Роберт наконец снова говорит: «Что ж…», на этот раз немного снисходительнее, а потом спрашивает, неужели нельзя не трогать пузырек с солью для ванн у него на полке?
Сразу же безапелляционно объявляю виновницей Мадемуазель, хотя не без угрызений совести признаю, что инициатива, возможно, исходила от меня. Потом добавляю: «Так что насчет южной Франции?» Бросив на меня изумленный взгляд, Роберт молча выходит из столовой.
Откладываю письмо Роуз в сторону и разбираюсь с прочей корреспонденцией, которая состоит из скучного набора Вторичных Счетов к Оплате, обидной брошюрки, в которой вопрошается насчет состояния моих десен, открытки от Секретаря Федерации Женских институтов графства с уведомлением о грядущем заседании и теплого личного послания от некоего Титулованного Джентльмена, которое заканчивается просьбой пожертвовать хотя бы пять шиллингов на благое дело, к коему он причастен. Вопрос южной Франции оставлен до вечера. После того как Вики ложится спать, ищу Мадемуазель в классной комнате и с ужасом вижу ужин, ждущий ее там: сыр, немножко пикулей и кусочек рулета с джемом (какого-нибудь современного художника подобная тарелка несомненно вдохновила бы на натюрморт) и огромный кувшин холодной воды. Спрашиваю Мадемуазель, неужели ей
(Напрашивается вопрос: Неужели Мадемуазель ждет, что я ей поверю? Какого же она тогда мнения о моих умственных способностях?)

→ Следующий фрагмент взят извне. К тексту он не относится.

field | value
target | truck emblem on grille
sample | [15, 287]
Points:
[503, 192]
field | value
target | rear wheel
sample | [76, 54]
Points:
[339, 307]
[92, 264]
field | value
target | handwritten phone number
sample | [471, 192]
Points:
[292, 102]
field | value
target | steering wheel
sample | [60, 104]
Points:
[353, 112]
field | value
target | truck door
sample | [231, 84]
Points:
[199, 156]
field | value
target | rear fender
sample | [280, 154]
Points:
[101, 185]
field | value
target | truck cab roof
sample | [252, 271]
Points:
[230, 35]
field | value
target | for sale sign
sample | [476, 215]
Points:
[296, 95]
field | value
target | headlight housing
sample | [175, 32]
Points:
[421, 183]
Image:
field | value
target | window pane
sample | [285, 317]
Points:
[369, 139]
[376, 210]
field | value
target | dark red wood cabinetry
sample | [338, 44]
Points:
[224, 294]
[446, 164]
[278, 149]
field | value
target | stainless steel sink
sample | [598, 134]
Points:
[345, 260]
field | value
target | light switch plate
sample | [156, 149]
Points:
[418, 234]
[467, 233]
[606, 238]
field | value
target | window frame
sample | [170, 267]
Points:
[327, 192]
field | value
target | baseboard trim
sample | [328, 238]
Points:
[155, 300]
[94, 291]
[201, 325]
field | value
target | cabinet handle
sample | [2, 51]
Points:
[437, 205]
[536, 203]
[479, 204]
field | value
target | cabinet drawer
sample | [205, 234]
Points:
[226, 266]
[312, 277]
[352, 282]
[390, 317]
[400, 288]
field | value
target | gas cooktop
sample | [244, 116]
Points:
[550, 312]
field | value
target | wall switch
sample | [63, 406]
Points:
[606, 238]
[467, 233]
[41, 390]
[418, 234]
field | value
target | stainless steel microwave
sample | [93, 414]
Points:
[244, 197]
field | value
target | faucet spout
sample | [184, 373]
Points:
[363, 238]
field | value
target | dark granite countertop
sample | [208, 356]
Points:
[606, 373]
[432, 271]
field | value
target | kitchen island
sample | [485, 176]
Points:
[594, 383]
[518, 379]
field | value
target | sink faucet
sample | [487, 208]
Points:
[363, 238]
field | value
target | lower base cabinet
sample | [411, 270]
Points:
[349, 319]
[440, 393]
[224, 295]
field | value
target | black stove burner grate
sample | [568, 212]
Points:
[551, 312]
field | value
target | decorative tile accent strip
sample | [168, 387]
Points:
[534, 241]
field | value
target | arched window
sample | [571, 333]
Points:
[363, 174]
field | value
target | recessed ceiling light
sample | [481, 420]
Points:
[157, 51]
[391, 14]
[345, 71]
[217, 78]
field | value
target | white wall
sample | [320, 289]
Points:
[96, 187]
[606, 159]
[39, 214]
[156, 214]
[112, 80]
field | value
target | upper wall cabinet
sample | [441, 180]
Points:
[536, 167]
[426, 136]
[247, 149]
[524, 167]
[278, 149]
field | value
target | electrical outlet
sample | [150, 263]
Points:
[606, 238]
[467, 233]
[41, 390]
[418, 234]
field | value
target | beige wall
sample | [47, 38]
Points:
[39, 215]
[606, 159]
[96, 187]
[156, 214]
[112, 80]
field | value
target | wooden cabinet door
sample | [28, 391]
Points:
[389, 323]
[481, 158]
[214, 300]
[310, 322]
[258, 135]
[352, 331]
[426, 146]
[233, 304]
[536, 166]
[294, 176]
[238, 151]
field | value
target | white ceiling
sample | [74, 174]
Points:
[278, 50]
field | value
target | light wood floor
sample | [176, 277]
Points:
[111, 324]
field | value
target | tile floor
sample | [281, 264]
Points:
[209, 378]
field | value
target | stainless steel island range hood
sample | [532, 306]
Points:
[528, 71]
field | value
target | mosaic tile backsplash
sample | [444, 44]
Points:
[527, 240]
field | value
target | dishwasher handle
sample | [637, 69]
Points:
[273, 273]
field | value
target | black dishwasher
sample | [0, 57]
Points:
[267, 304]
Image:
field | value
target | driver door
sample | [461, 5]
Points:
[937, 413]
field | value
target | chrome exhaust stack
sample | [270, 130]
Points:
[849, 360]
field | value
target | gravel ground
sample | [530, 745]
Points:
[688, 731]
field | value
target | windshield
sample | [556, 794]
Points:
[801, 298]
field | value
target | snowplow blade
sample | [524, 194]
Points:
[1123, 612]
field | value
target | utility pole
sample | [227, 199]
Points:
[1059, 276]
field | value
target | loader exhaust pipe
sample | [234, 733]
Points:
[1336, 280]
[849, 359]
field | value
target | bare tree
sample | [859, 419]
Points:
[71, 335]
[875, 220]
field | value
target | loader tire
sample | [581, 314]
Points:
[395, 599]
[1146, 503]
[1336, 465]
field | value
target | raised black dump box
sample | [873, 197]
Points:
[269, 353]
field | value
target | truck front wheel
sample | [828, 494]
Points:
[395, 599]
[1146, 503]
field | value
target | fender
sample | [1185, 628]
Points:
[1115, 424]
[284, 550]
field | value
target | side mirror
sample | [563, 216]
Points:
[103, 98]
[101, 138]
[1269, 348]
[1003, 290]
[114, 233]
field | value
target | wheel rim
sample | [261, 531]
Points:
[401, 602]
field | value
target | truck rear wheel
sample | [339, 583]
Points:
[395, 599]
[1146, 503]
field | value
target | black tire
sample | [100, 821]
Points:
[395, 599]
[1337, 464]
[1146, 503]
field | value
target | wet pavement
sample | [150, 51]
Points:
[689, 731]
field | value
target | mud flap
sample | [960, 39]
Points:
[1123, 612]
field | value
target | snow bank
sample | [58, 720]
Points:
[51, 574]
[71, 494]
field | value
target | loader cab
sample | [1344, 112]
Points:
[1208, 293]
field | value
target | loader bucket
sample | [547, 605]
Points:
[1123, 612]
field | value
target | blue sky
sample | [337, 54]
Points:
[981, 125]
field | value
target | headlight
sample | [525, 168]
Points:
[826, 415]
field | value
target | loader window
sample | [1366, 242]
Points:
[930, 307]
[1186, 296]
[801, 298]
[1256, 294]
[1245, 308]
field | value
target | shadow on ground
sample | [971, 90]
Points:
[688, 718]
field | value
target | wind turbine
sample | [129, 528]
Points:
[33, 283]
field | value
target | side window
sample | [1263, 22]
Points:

Обсуждаем умение Вики настоять на своем. Мадемуазель тут же парирует: «C’est un petit coeur d’or»[144]. Предлагаю несколько иную формулировку этого утверждения. Мадемуазель тут же жалуется на несомненное упрямство и своеволие Вики и даже говорит: «Plus tard, ce sera un esprit fort… elle ira loin, cette petite»[145].
Заговариваю о южной Франции. Мадемуазель относится к идее с полным пониманием, уверяет меня, что я должна поехать любой ценой, и добавляет (это было уже лишним), что за последние несколько месяцев я очень сильно состарилась и что, если жить так, как живу я, и совсем ни на что не отвлекаться, можно сойти с ума.
Вряд ли можно сказать то же самое еще убедительнее, так что ее слова производят на меня глубокое впечатление.